A Scottish chemist, William Ramsay (1852-1916), grew interested in this problem and recalled that Cavendish, in a long-neglected experiment, had tried to combine the nitrogen of the air with oxygen. He had found that a final bubble of gas was left over which could not be made to combine with oxygen in any circumstances. That final bubble, then, could not have been nitrogen. Could it be that nitrogen, as ordinarily extracted from air, contained another gas, slightly denser then nitrogen, as an impurity, and that it was that gas which made nitrogen from air seem a little heavier than it ought to be?

In 1894, Ramsay repeated Cavendish's experiment and then applied an analytical instrument Cavendish had not possessed. Ramsay heated the final bubble of gas which would not react and studied the bright line of its spectrum. The strongest lines were in positions that fitted those of no known element. The final bubble was a new gas denser than nitrogen and making up about 1 per cent of the volume of the atmosphere. It was chemically inert and could not be made to react with any other element, so it was named argon, from a Greek word meaning "inert".

Argon proved to have an atomic weight of just under 40. This meant that it would have to fit into the periodic table somewhere in the region of the following elements: sulfur (atomic weight 32), chlorine (atomic weight 35.5), potassium (atomic weight 39), and calcium (atomic weight, just over 40).

If the atomic weight of argon were the only thing to be considered, the new element would have to go between potassium and calcium. However, Mendeleev had established the principle that valence was more important than atomic weight. Since argon combined with no element, it could be said to have a valence of 0. How did that fit?

The valence of sulfur is 2, that of chlorine 1, that of potassium 1, and that of calcium 2. The progression of valence in that region of the periodic table is 2,1,1,2. A valence of 0 would fit neatly between the two 1's: 2,1,0,1,2. Therefore argon was placed between chlorine and potassium.

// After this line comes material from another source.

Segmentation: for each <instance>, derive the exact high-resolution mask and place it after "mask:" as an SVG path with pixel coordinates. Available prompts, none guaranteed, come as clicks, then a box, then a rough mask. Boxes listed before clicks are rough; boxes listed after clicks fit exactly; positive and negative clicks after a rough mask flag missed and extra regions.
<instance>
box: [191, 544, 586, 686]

However, if the periodic table was to be accepted as a guide, argon could not exist alone. It had to be one of a family of inert gases, each with a valence of 0. Such a family would fit neatly between the column containing the halogens (chlorine, bromine, iodine, etc.) and that containing the alkali metals (sodium, potassium, etc.), each with a valence of 1.

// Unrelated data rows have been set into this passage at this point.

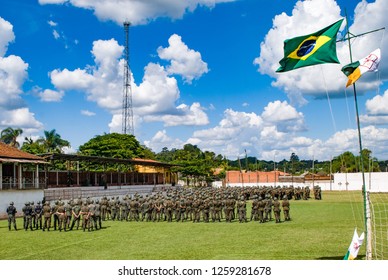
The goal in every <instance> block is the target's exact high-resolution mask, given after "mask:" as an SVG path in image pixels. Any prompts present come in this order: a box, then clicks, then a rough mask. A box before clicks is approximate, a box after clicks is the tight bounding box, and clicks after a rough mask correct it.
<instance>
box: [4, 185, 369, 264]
mask: <svg viewBox="0 0 388 280" xmlns="http://www.w3.org/2000/svg"><path fill="white" fill-rule="evenodd" d="M290 203H291V210H290V215H291V221H288V222H281V223H275V221H270V222H266V223H263V224H260V223H259V222H248V223H239V222H238V221H236V220H235V221H234V222H233V223H226V222H225V221H222V222H221V223H219V222H216V223H212V222H210V223H203V222H201V223H192V222H190V221H185V222H183V223H182V222H175V221H174V222H171V223H168V222H126V221H123V222H121V221H105V222H103V225H102V226H103V228H102V229H101V230H97V231H91V232H83V231H82V230H73V231H68V232H59V231H50V232H47V231H45V232H43V231H41V230H36V231H33V232H31V231H24V230H21V228H22V219H20V218H19V219H17V224H18V228H19V230H18V231H13V230H12V231H8V227H7V221H6V220H2V221H0V235H1V237H2V238H1V239H0V248H1V250H0V259H2V260H339V259H342V258H343V257H344V255H345V254H346V252H347V249H348V246H349V243H350V241H351V239H352V236H353V232H354V228H355V227H357V229H358V232H359V233H361V231H363V230H364V220H363V204H362V196H361V192H323V195H322V200H314V199H313V198H311V199H310V200H307V201H305V200H298V201H295V200H291V201H290ZM248 209H249V210H248V218H249V217H250V204H249V205H248ZM18 210H19V211H20V209H18ZM281 217H282V221H283V220H284V219H283V214H282V216H281ZM364 257H365V245H362V247H361V249H360V253H359V256H358V259H363V258H364Z"/></svg>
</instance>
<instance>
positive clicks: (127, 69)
mask: <svg viewBox="0 0 388 280" xmlns="http://www.w3.org/2000/svg"><path fill="white" fill-rule="evenodd" d="M130 25H131V24H130V22H128V21H125V22H124V31H125V50H124V56H125V57H124V60H125V61H124V87H123V107H122V133H123V134H132V135H135V132H134V127H133V110H132V87H131V68H130V66H129V26H130Z"/></svg>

Ramsay began the search. In 1895, he learned that in the United States samples of gas (that had been taken from nitrogen) had been obtained from a uranium mineral. Ramsay repeated the work and found that the gas, when tested spectroscopically, showed lines that belonged neither to nitrogen nor argon. Instead, most astonishingly, they were the lines that had been observed in the solar spectrum by the French astronomer Pierre Jules Cesar Janssen (1824-1907) during a solar eclipse in 1868. At the time, the English astronomer Joseph Norman Lockyer (1836-1920) had attributed them to a new element which he had named helium, from a Greek work for sun.

On the whole, chemists had paid little attention at that time to a discovery of an unknown element in the sun based on evidence as fragile as a spectral line. But Ramsay's work showed the same element to exist on the earth, and he retained Lockyer's name. Helium is the lightest of the inert gases and, next to hydrogen, the element with the lowest atomic weight.

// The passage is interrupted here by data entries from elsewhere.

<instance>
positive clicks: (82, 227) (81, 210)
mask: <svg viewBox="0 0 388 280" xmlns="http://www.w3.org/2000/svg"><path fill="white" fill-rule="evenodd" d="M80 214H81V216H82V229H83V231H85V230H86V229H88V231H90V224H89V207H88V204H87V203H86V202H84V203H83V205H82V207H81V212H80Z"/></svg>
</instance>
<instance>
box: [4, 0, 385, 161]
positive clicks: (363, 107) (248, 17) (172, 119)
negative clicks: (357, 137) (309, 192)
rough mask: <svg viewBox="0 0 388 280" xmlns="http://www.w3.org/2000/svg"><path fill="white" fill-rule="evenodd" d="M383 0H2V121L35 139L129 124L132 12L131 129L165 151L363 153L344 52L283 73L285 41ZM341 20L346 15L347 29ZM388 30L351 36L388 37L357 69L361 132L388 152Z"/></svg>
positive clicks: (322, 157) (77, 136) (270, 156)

In 1898, Ramsay carefully boiled liquid air, looking for samples of inert gases that he expected to bubble off first. He found three, which he named neon ("new"), krypton ("hidden"), and xenon ("stranger").

The inert gases were at first considered mere curiosities, of interest only to the ivory-tower chemists. In researches beginning in 1910, however, the French chemist Georges Claude (1870-1960) showed that an electric current forced through certain gases such as neon produced a soft, colored light.

Tubes filled with such gas could be twisted into multi-colored letters of the alphabet, words, and designs. By the 1940's the incandescent light bulbs of new York City's celebrated Great White Way and similar centers of festivity had been replaced with neon lights.